Le Vietnam est devenu dès lors, une source d’inspiration.
En mai 2003, à Hué, à la faculté de Médecine, j’attends de rencontrer le Dr Nguyen Viet Nhan. La chaleur est étouffante, le temps suspendu. Dans la même salle, un photographe anglais d’origine vietnamienne attend son pass pour parcourir la province de Quang Tri. Après deux heures de silence, il se confie : il veut témoigner de l’histoire d’un peuple anéanti par un gaz toxique. Il s’apprête à photographier des familles entières touchées par des malformations causées par la guerre entre 1961 et 1975, et me propose de le suivre pour témoigner, moi aussi, à travers mon objectif.
J’hésite. Je n’étais venue au Vietnam que pour accompagner une amie qui, effrayée par la grippe aviaire, a annulé son voyage au dernier moment. C’est seule que j’ai décidé de partir, et c’est ainsi que mon chemin a croisé celui du photographe Phuc Khach.
Pour circuler dans Quang Tri, un pass délivré par les autorités locales est indispensable. Après l’avoir obtenu, nous partons avec une équipe de l’association du Dr Nhan. Les chemins de terre rendent notre voyage chaotique. Nous faisons une halte dans un cimetière dédié aux jeunes soldats, morts au combat à à peine vingt ans. Nous traversons les campagnes vietnamiennes.

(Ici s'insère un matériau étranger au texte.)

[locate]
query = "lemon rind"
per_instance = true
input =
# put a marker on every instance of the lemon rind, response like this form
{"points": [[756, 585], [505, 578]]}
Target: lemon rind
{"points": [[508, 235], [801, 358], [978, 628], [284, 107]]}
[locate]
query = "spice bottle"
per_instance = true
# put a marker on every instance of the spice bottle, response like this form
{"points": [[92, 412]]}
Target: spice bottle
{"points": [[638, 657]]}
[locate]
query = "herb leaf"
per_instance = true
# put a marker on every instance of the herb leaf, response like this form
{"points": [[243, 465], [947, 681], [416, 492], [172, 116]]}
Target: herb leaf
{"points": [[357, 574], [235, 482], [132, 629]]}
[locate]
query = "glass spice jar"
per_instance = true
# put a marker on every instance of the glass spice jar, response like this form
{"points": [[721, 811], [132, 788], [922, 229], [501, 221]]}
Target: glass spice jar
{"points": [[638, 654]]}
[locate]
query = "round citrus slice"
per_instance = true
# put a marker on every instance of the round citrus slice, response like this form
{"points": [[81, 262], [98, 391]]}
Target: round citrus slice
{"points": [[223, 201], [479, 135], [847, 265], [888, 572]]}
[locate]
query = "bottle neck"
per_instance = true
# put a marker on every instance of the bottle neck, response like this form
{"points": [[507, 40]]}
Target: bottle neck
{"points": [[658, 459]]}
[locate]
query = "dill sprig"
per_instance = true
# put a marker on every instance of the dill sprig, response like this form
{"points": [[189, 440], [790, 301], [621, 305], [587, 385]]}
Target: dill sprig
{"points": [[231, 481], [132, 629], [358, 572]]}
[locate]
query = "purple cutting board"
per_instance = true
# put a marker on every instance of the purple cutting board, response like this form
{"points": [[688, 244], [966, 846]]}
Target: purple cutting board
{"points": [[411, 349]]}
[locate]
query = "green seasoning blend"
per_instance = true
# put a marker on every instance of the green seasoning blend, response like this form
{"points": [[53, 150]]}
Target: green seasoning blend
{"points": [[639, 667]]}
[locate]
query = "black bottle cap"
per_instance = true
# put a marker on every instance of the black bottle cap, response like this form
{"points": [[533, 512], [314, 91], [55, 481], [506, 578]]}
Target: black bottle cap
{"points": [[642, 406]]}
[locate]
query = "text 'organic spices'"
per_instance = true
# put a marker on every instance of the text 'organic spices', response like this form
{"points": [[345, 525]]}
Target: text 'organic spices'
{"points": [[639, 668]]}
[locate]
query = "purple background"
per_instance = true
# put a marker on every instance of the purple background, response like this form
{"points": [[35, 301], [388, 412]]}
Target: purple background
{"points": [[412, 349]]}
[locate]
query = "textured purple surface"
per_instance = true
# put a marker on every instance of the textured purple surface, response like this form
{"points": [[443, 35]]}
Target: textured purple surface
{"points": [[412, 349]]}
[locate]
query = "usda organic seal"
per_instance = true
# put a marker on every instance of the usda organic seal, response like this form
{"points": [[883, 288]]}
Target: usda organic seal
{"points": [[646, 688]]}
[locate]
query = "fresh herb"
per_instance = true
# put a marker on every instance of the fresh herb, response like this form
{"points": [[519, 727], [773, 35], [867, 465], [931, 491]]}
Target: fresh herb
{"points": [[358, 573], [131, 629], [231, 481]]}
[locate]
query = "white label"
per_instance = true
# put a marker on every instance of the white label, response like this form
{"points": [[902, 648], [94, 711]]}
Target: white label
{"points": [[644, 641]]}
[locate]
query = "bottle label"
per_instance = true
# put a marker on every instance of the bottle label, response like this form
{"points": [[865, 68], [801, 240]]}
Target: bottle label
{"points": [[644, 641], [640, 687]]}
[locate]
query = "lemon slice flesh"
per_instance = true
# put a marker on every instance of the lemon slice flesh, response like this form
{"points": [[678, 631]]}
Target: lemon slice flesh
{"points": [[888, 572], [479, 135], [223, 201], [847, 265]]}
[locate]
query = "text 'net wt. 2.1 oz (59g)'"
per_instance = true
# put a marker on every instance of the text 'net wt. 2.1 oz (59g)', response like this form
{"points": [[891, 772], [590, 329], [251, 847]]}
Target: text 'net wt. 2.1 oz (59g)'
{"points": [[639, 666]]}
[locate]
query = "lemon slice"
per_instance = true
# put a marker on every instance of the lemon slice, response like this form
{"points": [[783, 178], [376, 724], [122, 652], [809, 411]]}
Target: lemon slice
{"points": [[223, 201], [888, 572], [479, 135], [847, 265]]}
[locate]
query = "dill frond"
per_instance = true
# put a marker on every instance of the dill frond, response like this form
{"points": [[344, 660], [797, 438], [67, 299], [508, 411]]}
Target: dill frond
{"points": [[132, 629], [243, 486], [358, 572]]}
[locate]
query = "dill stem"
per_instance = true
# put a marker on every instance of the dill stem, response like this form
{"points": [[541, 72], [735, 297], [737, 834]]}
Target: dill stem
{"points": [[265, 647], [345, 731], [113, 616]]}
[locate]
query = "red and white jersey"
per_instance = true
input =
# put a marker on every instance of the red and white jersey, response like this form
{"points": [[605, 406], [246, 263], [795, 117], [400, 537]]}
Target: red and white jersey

Nous arrivons enfin dans les villages. Les maisons sont modestes, l’électricité incertaine, la nourriture provient directement des récoltes. Nous rencontrons parents et enfants. Les enfants, eux, rient et jouent, inconscients du poids de l’histoire. Les parents portent la blessure d’une guerre passée. Une tristesse infinie, mêlée à une immense dignité. Ils cachent ce drame derrière le silence. L’implication économique américaine dans le Vietnam d’aujourd’hui pèse comme une ombre : la reconnaissance officielle du drame est bloquée, l’aide gouvernementale quasi inexistante. Par honte ou par résignation, beaucoup de familles préfèrent s’isoler.
Pendant la guerre, les Américains ont déversé plus de 83 millions de litres d’herbicides sur les forêts et les champs, pour anéantir la végétation, empoisonner l’eau, stériliser les rizières et forcer les villageois à se regrouper dans des hameaux stratégiques. Parmi ces substances, l’Agent Orange est devenu l’arme chimique la plus destructrice. Plus de 2,5 millions d’hectares ont été contaminés.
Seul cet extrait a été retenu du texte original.